Ne paie-t-il pas aussi son image de "petit dictateur" trop sanguin et impulsif, comme certains le lui reprochent avec virulence à gauche ? N'est-il pas un peu trop tard pour effacer cette facette de sa personnalité dans l'esprit des Français ?

Annabelle Roger : Manuel Valls a un personnalité très raide, sûre de lui, disposée à tous les combats… on n'apprend pas à faire la grimace à un vieux singe : il ne changera pas. Il n'a d'ailleurs certainement pas la volonté de la modifier, et est à mon avis certainement très fier de ce qu'il est. 

Suivant tout particulièrement son parcours depuis quelques années, je peux vous dire que rien ne semble aller vers un assouplissement de son image. 

Mais la gauche aime paradoxalement assez les candidats austères : en cela il correspond assez au type de bons candidats tels que les aime la gauche (on peut penser à Jospin et Mitterrand qui n'étaient pas des joyeux drilles !). Je pense que son problème est moins sa personnalité que sa ligne politique. 

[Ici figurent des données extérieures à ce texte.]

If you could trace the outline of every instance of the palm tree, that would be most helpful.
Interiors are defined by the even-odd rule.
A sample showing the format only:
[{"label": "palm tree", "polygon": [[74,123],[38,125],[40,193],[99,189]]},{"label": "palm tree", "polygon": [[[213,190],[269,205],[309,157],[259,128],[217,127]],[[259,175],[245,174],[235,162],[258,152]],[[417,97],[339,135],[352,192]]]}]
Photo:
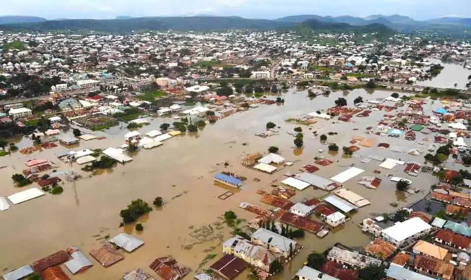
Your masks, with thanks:
[{"label": "palm tree", "polygon": [[259,271],[253,268],[250,270],[250,273],[247,276],[247,278],[249,280],[262,280],[262,277],[259,274]]}]

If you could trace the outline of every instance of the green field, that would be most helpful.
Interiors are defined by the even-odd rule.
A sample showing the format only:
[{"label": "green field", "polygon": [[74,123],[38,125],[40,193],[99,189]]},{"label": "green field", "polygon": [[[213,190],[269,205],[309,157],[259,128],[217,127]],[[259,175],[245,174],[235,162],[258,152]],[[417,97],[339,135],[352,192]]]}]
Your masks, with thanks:
[{"label": "green field", "polygon": [[167,95],[167,92],[160,89],[146,91],[144,95],[139,95],[137,98],[145,101],[153,101],[157,97],[161,97]]}]

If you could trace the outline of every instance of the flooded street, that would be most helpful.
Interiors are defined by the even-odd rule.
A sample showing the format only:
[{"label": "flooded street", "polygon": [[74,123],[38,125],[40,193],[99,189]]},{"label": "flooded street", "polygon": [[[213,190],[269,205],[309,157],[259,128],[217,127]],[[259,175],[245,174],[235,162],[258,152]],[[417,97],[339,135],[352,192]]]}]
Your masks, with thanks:
[{"label": "flooded street", "polygon": [[[417,84],[442,88],[467,89],[466,84],[469,82],[468,77],[471,75],[471,70],[466,69],[459,64],[443,62],[440,59],[431,59],[430,61],[433,63],[442,64],[445,68],[437,77],[432,80],[418,82]],[[456,87],[455,84],[457,84]]]},{"label": "flooded street", "polygon": [[[456,67],[463,70],[461,66]],[[446,74],[448,68],[447,65],[436,79],[440,79],[441,75]],[[466,81],[461,81],[461,84],[458,81],[456,82],[464,85]],[[453,80],[450,82],[452,87]],[[272,278],[276,280],[288,279],[302,267],[308,255],[313,251],[322,252],[337,242],[354,247],[366,245],[369,237],[362,233],[357,224],[369,217],[370,213],[394,211],[396,208],[390,205],[391,202],[397,202],[399,206],[403,206],[420,199],[430,191],[431,185],[436,182],[436,178],[430,174],[421,173],[419,177],[409,176],[403,171],[403,166],[398,166],[396,170],[388,170],[379,168],[379,162],[371,161],[367,164],[361,162],[363,157],[369,154],[400,158],[405,162],[423,162],[423,155],[413,156],[407,154],[407,151],[409,149],[418,147],[426,152],[426,147],[433,141],[431,135],[426,136],[419,133],[417,140],[411,141],[403,137],[392,139],[374,134],[367,135],[364,132],[370,125],[375,131],[378,121],[385,113],[395,114],[403,112],[405,108],[390,113],[373,112],[369,117],[355,116],[350,122],[333,124],[332,120],[319,119],[314,124],[301,126],[304,134],[305,144],[301,149],[294,148],[294,138],[287,133],[299,126],[295,122],[286,122],[287,119],[333,106],[334,101],[339,97],[345,97],[351,106],[353,106],[353,100],[359,96],[363,96],[366,101],[368,99],[384,98],[391,94],[391,91],[367,92],[364,89],[357,89],[350,92],[333,92],[328,97],[309,98],[305,92],[290,92],[284,95],[284,105],[261,105],[258,108],[238,113],[216,123],[208,125],[197,133],[187,133],[186,135],[167,140],[162,146],[142,150],[133,156],[132,162],[125,165],[118,165],[112,170],[105,171],[92,177],[80,170],[84,178],[74,183],[65,183],[63,194],[52,196],[47,194],[43,197],[12,206],[8,211],[0,213],[0,222],[3,225],[0,231],[0,239],[3,241],[0,244],[2,252],[0,266],[9,270],[13,269],[70,246],[78,246],[91,259],[88,252],[99,247],[103,241],[98,239],[107,234],[113,236],[123,230],[118,227],[121,222],[119,214],[121,209],[132,199],[142,198],[150,204],[155,197],[160,196],[163,198],[165,204],[161,209],[155,209],[143,217],[141,222],[144,230],[142,233],[134,232],[133,224],[125,228],[127,232],[137,234],[145,242],[143,247],[134,252],[125,253],[123,260],[107,268],[104,268],[93,260],[95,265],[93,267],[83,274],[74,276],[73,279],[117,279],[125,272],[137,267],[151,272],[149,265],[157,257],[166,255],[173,256],[180,264],[190,267],[193,271],[190,275],[192,276],[208,254],[217,254],[217,256],[204,268],[222,256],[221,242],[232,236],[232,229],[221,224],[221,216],[224,212],[232,210],[239,218],[248,221],[255,218],[256,215],[239,208],[240,202],[245,201],[266,209],[272,209],[273,207],[260,202],[262,196],[256,192],[260,189],[271,192],[272,184],[276,180],[278,183],[279,183],[285,178],[284,174],[286,171],[297,172],[303,165],[312,164],[314,158],[316,156],[326,156],[339,160],[330,166],[320,167],[315,173],[326,178],[346,169],[352,164],[365,169],[360,175],[343,185],[369,200],[371,204],[361,208],[353,215],[351,221],[331,231],[323,239],[307,232],[304,239],[298,240],[304,248],[294,261],[285,267],[283,274]],[[393,105],[388,102],[385,104]],[[432,104],[429,101],[424,106],[424,110],[428,113],[430,110],[440,107],[439,101],[436,101]],[[268,121],[280,127],[278,129],[279,134],[265,139],[255,136],[255,134],[264,131],[265,124]],[[167,120],[166,122],[171,123],[172,120]],[[156,118],[150,125],[143,127],[139,131],[146,133],[158,129],[162,122],[164,122],[163,119]],[[312,129],[310,130],[308,128]],[[358,130],[354,131],[353,128]],[[80,148],[118,147],[124,142],[123,136],[128,131],[114,128],[107,131],[97,134],[99,136],[106,136],[106,140],[81,141]],[[327,141],[336,143],[340,147],[350,146],[349,141],[355,136],[374,138],[376,144],[371,148],[359,145],[361,149],[355,153],[353,158],[342,159],[340,154],[332,156],[325,152],[319,153],[318,150],[326,150],[327,145],[320,143],[318,137],[313,136],[314,131],[316,131],[319,135],[327,135],[329,132],[337,132],[337,135],[328,136]],[[430,141],[425,142],[422,146],[418,145],[419,140],[423,137],[428,137]],[[404,152],[398,153],[376,147],[382,142],[390,143],[392,146],[400,146],[404,148]],[[19,144],[20,149],[31,145],[31,141],[29,140],[22,140]],[[279,147],[282,156],[295,163],[272,175],[245,168],[240,164],[241,159],[245,154],[266,152],[270,146]],[[54,155],[63,149],[62,147],[56,147],[27,155],[16,153],[11,156],[0,158],[0,164],[7,166],[0,169],[0,194],[6,196],[19,191],[19,188],[13,187],[11,175],[25,169],[26,167],[24,163],[28,159],[51,160],[58,165],[56,168],[58,170],[67,170],[68,165]],[[223,164],[226,162],[229,166],[224,167]],[[79,169],[77,165],[75,166],[76,170]],[[367,189],[357,184],[362,176],[375,175],[373,173],[375,169],[381,171],[380,174],[375,175],[383,179],[377,189]],[[224,170],[246,177],[245,184],[248,187],[246,189],[235,192],[234,195],[225,200],[217,196],[227,190],[233,190],[216,186],[213,181],[213,176],[216,172]],[[415,195],[396,194],[394,184],[386,177],[388,172],[411,180],[413,186],[419,189],[420,192]],[[260,179],[260,181],[254,181],[255,178]],[[325,192],[308,188],[303,191],[297,191],[290,200],[296,202],[306,198],[323,197],[327,194]],[[203,239],[194,237],[195,230],[203,227],[212,228],[213,233]],[[245,279],[247,273],[248,271],[245,272],[237,279]],[[151,274],[156,279],[159,279],[153,272]]]}]

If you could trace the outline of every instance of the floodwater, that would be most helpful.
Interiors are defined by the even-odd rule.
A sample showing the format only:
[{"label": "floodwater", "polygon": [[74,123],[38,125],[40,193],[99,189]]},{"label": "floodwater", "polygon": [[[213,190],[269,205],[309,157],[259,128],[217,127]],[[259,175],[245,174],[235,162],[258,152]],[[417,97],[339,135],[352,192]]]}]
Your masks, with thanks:
[{"label": "floodwater", "polygon": [[[431,87],[442,88],[456,88],[466,89],[466,84],[469,82],[468,77],[471,75],[471,70],[455,63],[442,62],[440,59],[432,59],[430,61],[441,64],[445,68],[437,77],[432,80],[426,80],[417,82],[417,84]],[[454,84],[457,84],[455,87]]]},{"label": "floodwater", "polygon": [[[445,68],[446,69],[446,68]],[[345,187],[364,196],[371,204],[363,207],[355,214],[351,221],[336,228],[325,237],[320,239],[314,234],[299,240],[304,246],[299,255],[289,263],[283,274],[273,278],[276,280],[290,278],[306,261],[308,255],[313,251],[322,252],[337,242],[346,245],[359,246],[366,245],[369,237],[363,234],[356,225],[370,213],[382,213],[394,210],[390,203],[397,202],[400,206],[411,204],[423,197],[430,191],[430,185],[436,182],[431,175],[422,174],[419,178],[412,177],[402,171],[403,167],[396,170],[387,170],[379,168],[379,162],[372,161],[365,164],[360,162],[365,156],[374,154],[385,157],[400,158],[404,161],[423,162],[421,156],[414,156],[407,153],[408,149],[417,147],[419,139],[423,137],[418,133],[416,141],[402,139],[391,139],[374,134],[365,134],[365,128],[375,125],[382,118],[384,112],[373,112],[369,117],[354,117],[350,123],[333,123],[332,120],[319,120],[316,124],[302,126],[304,133],[305,147],[295,149],[293,138],[286,132],[298,125],[288,123],[285,120],[297,115],[305,114],[334,106],[334,101],[341,96],[345,97],[350,105],[360,95],[364,100],[386,97],[390,91],[369,91],[357,89],[348,92],[334,92],[328,97],[315,98],[307,97],[306,92],[286,94],[284,105],[261,105],[259,108],[238,113],[216,123],[206,126],[196,135],[179,136],[167,140],[162,146],[150,150],[143,150],[133,156],[133,160],[125,165],[119,165],[112,170],[90,177],[83,172],[84,178],[75,183],[66,183],[64,193],[59,196],[49,194],[43,197],[11,207],[0,213],[0,267],[14,268],[30,263],[69,246],[77,246],[88,255],[93,249],[100,246],[107,234],[113,236],[123,229],[118,228],[121,222],[119,211],[132,199],[142,198],[150,204],[157,196],[163,198],[165,205],[155,209],[144,217],[144,230],[138,234],[145,244],[134,252],[125,253],[125,258],[107,268],[104,268],[96,261],[95,265],[84,273],[74,276],[74,279],[117,279],[125,272],[141,267],[152,272],[148,266],[157,257],[171,255],[183,265],[190,267],[193,272],[208,254],[217,254],[203,268],[206,268],[222,256],[221,242],[231,236],[231,229],[222,224],[221,216],[227,210],[232,210],[241,218],[250,220],[256,215],[238,207],[243,201],[248,202],[266,209],[273,207],[264,204],[256,193],[259,189],[270,191],[272,184],[279,183],[286,171],[296,172],[304,164],[312,164],[316,156],[328,156],[339,160],[326,167],[321,167],[317,175],[330,177],[341,172],[354,164],[366,171],[361,176],[373,175],[375,169],[381,170],[379,176],[383,182],[376,190],[367,189],[356,183],[358,177],[344,185]],[[428,109],[439,108],[438,101],[429,105]],[[388,104],[392,105],[393,104]],[[390,113],[403,111],[400,108]],[[145,133],[158,129],[164,122],[156,118],[153,123],[139,129]],[[267,122],[272,121],[277,126],[280,133],[265,139],[255,136],[264,130]],[[167,120],[168,122],[168,120]],[[352,129],[358,128],[353,131]],[[340,154],[332,156],[318,150],[327,150],[327,145],[319,142],[313,136],[316,131],[319,135],[329,132],[338,134],[328,136],[327,142],[336,142],[339,146],[350,145],[348,142],[356,135],[374,138],[376,144],[387,142],[392,145],[404,148],[404,152],[398,153],[376,147],[361,149],[355,157],[342,159]],[[81,141],[80,148],[106,148],[118,147],[124,142],[123,135],[127,129],[113,129],[108,132],[97,133],[106,135],[107,139]],[[432,136],[428,136],[432,139]],[[20,148],[31,144],[28,140],[19,141]],[[270,146],[280,148],[280,154],[288,161],[295,162],[291,167],[269,175],[243,167],[240,160],[247,153],[265,152]],[[427,142],[420,148],[425,151]],[[56,147],[44,150],[31,155],[16,153],[10,157],[0,158],[0,165],[7,167],[0,169],[0,194],[5,196],[19,191],[13,186],[11,175],[26,168],[24,163],[30,159],[45,159],[53,161],[57,170],[65,170],[67,165],[57,159],[54,153],[61,150]],[[224,163],[229,166],[224,167]],[[76,166],[76,170],[79,168]],[[227,170],[247,178],[247,188],[235,192],[225,200],[217,196],[230,188],[215,185],[214,174]],[[396,194],[394,184],[386,177],[388,172],[395,176],[408,178],[413,185],[420,190],[415,195]],[[254,179],[260,179],[255,182]],[[26,187],[27,188],[27,187]],[[323,197],[327,193],[308,188],[291,198],[294,202],[305,198]],[[313,219],[314,219],[313,218]],[[209,235],[203,234],[206,230]],[[136,234],[133,225],[127,226],[124,230]],[[192,275],[193,272],[190,274]],[[68,273],[68,272],[67,272]],[[245,272],[237,279],[244,279]],[[159,278],[152,272],[151,275]],[[188,277],[189,278],[190,277]]]}]

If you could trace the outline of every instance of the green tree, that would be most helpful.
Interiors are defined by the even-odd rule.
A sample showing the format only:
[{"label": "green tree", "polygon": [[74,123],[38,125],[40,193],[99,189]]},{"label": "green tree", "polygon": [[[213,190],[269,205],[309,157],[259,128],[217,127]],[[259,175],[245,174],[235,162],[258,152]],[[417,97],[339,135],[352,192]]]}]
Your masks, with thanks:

Gérard Leclerc : On sait qu'il a l'autorité, la légitimité du pouvoir et l'énergie que n'ont pas ses concurrents. Mais il est vrai que c'est à double tranchant. Il a aussi un côté un peu provocateur, un peu batailleur qui peut énerver et énerve bien des gens à gauche, d'autant plus que son positionnement rompt avec les postures habituelles chez lui. Il est plus Clémenceau que Jaurès, dans un parti qui a bien plus souvent mis le second au-dessus du premier.  Il reste cependant un ancien du parti, et cela, personne ne peut le nier. Il a les sondages d'opinion avec lui.

Sa candidature ne risquerait-elle pas de réveiller les ambitions de personnalités rivales comme Emmanuel Macron à sa "droite", et de renforcer Jean-Luc Mélenchon ou Benoît Hamon et Arnaud Montebourg à sa gauche ?

Annabelle Roger : La candidature présidentielle de Jean-Luc Mélenchon est déjà sur les rails. Ce sera un adversaire de poids, qui n'a jamais cessé de critiquer le gouvernement et qui pourrait rassembler les déçus du socialisme autour de lui. 

Si le Président ne se présente pas, il y aura une primaire à gauche, c'est certain. Manuel Valls aura certainement fort à faire car d'autres candidats potentiels se préparent à cette éventualité. Benoit Hamon a déjà dit qu'il se présenterait s'il y avait une primaire. On sait que Macron prépare quelque chose, qu'il a créé un cercle politique, peut-être plus dans l'optique de 2022… Beaucoup de candidats plus à gauche sont intéressé par cette primaire et rêvent d'en découdre d'égal à égal avec Valls. On peut s'interroger sur le cas Montebourg, qui semble se détacher de toutes ces problématiques pour l'instant, mais qui a de grandes ambitions lui aussi et qui pourrait être un recours très crédible pour la gauche du PS contre Manuel Valls. 

Une autre personnalité importante pourrait aussi être Anne Hidalgo, plus en 2022.  On sait qu'elle y pense de plus en plus, et il faudra compter avec elle dans les années à venir. 

Gérard Leclerc : Le parti socialiste ne va pas donner sa bénédiction comme cela : il y aura évidemment d'autres candidats, d'autant plus que Manuel Valls a de fait beaucoup d'adversaires. Il remportera la primaire, c'est sûr. On peut se poser la question de savoir s'il sera en position de force absolue à la sortie de celle-ci. Mais il garde comme force d'être le seul candidat naturel. 

Il aurait évidemment intérêt à ce que François Hollande soit candidat en 2017, ce qui lui permettrait d'éviter à avoir à batailler dès cette fin d'année avec les autres ténors du parti. Que l'actuel Président gagne ou perde, il sera alors le successeur désigné et pourra se préparer à la prochaine échéance. En 2017, ce sera peut-être plus difficile et plus violent, mais il n'aura pas le choix. Il risquera de se faire battre sévèrement en 2017, payant le bilan de Hollande, ce qui serait très ennuyeux pour lui. Mais il peut éviter cette situation, et tout cas il est le seul à pouvoir l'éviter aujourd'hui à gauche.